Rajeev Dham, managing director of Sapphire, agreed that the 2026 budget will begin to shift resources from labor to AI. Jason Mendel, a venture investor at Battery Ventures, added that AI will begin to go beyond being a tool to make existing workers more efficient by 2026.

“2026 will be the year of agents as software expands from making people more productive to automating work itself, delivering on the value proposition of human displacement in some areas,” Mendel said.

Antonia Dean, a partner at Black Operator Ventures, said that even if companies aren’t shifting labor budgets to AI projects, they are likely to attribute AI to layoffs or reduced labor costs.
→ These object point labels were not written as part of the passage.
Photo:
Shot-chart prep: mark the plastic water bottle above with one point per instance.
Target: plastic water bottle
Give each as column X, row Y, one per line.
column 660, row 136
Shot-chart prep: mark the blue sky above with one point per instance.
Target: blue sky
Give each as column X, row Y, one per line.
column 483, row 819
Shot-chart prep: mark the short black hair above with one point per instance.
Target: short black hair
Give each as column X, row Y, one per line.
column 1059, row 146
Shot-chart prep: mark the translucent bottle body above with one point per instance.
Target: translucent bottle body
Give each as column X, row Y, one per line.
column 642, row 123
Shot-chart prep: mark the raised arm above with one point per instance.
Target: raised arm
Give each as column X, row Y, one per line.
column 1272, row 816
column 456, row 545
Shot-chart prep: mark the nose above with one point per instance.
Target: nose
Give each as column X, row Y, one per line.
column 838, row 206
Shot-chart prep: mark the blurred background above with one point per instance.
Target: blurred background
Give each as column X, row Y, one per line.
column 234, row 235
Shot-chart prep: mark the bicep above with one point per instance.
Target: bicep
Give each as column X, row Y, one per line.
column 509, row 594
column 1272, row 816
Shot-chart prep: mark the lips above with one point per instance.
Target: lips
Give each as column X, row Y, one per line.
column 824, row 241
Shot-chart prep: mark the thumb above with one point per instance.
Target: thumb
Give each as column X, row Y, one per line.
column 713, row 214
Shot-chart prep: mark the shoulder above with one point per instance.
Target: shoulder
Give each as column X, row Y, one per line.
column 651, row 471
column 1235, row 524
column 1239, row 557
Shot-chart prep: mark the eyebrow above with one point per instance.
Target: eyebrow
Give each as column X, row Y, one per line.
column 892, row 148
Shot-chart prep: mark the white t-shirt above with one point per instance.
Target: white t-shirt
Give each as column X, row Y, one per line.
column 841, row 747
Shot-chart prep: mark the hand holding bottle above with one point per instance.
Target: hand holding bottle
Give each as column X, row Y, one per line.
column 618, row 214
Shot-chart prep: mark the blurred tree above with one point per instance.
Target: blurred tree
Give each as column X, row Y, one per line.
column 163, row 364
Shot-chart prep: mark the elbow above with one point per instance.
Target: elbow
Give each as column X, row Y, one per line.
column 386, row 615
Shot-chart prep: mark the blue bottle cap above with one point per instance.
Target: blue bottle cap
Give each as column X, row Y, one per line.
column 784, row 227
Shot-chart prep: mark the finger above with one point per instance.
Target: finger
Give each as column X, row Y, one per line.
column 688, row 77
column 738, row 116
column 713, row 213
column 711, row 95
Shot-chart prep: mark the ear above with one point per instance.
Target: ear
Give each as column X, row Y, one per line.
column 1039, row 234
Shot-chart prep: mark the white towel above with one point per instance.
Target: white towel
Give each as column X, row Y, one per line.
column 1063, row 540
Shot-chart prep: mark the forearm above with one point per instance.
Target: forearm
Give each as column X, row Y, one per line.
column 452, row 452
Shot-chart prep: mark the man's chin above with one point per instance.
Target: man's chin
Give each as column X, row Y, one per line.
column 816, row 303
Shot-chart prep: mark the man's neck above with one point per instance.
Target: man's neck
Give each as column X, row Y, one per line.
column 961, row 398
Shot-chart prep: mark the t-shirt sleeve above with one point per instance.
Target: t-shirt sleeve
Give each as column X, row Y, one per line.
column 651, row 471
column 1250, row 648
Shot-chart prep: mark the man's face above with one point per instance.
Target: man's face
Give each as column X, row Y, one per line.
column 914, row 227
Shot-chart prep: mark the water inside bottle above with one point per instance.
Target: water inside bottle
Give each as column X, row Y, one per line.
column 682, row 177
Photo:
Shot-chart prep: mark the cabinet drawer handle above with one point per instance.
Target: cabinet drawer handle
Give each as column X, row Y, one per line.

“The complexity here is that many businesses, regardless of how ready or not they are to successfully use AI solutions, will say that they are increasing their investments in AI to explain why they are cutting spending in other areas or cutting workers,” said Dean. “In fact, AI will become a scapegoat for executives looking to cover up past mistakes.”

Many AI companies argue that their technology does not eliminate jobs but helps shift workers to “deep work” or to higher-skilled jobs while AI only automates repetitive “busy work.”

But not everyone buys that argument, and people worry that their jobs will be automated. According to VCs who invest in that area, it is not as if the fears will be eradicated in 2026.